In 1882, Quinlan leased the Shamrock Hotel in Perth from Daniel Connor, an expiree convict who had become one of the wealthiest men in the colony. In 1883, Quinlan married Teresa Connor (1863–1904), Daniel Connor's daughter, with whom he later had eight children. Bernard Gerald and Patrick Francis Quinlan both played first-class cricket in Ireland, while his oldest daughter, Teresa Gertrude Quinlan, married politician John Kirwan, who served in both State and Federal Parliament. Quinlan's brother-in-law, Michael O'Connor, also served a term in the Legislative Assembly, where he represented the seat of Moore.

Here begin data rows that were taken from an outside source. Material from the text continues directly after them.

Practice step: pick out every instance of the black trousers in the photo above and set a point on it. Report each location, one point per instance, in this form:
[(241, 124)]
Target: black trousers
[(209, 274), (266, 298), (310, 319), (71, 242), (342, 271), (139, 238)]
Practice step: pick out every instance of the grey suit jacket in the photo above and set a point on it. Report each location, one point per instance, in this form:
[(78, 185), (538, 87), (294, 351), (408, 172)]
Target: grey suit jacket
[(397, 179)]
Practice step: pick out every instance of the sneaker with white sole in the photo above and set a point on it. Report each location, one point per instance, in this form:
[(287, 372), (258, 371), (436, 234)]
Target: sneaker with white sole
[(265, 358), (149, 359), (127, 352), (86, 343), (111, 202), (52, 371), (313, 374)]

From 1890, Quinlan became increasingly involved in public affairs. He was a member of the Perth City Council from 1890 to 1902, unsuccessfully contesting the mayoralty in 1900; and he became a Justice of the Peace in 1893. At the 1890 colonial election, he was elected to the Western Australian Legislative Assembly seat of West Perth. Quinlan became embroiled in a controversy regarding provision of state aid to private schools, which he and fellow Catholic MLAs Thomas Molloy and Alfred Canning supported. The Catholic Vicar General, Father Anselm Bourke, established the Education Defence League with their assistance. However, the issue became a major one in the 1894 election, and all three MLAs lost their seats to opponents of state aid—Quinlan was defeated by Barrington Wood.

In the election of 1897, he won the Legislative Assembly seat of Toodyay, which he would hold for nearly 14 years. From 21 November to 23 December 1901, he was Minister for Works in the short-lived Morgans ministry. He served as Chairman of Committees from 18 July to 23 November 1905, and Speaker of the Legislative Assembly from 23 November 1905 to 3 October 1911. Quinlan lost his seat in the election of 1911. In 1918, he contested a Metropolitan Province seat in the Legislative Council, but was unsuccessful.

Quinlan was a member of the Perth Hospital Board for many years, and its chairman from 1905 to 1913. He was a director of the South British Insurance Company, and of the Perth Building Society from 1901 to 1927, serving as its chairman after 1924. He was a trustee of the University Endowment Act, and a member of the Board of Management for the Deaf and Dumb, and the Institute for the Blind. He was created CMG in 1913. He died in Perth on 8 July 1927, and was buried at Karrakatta Cemetery.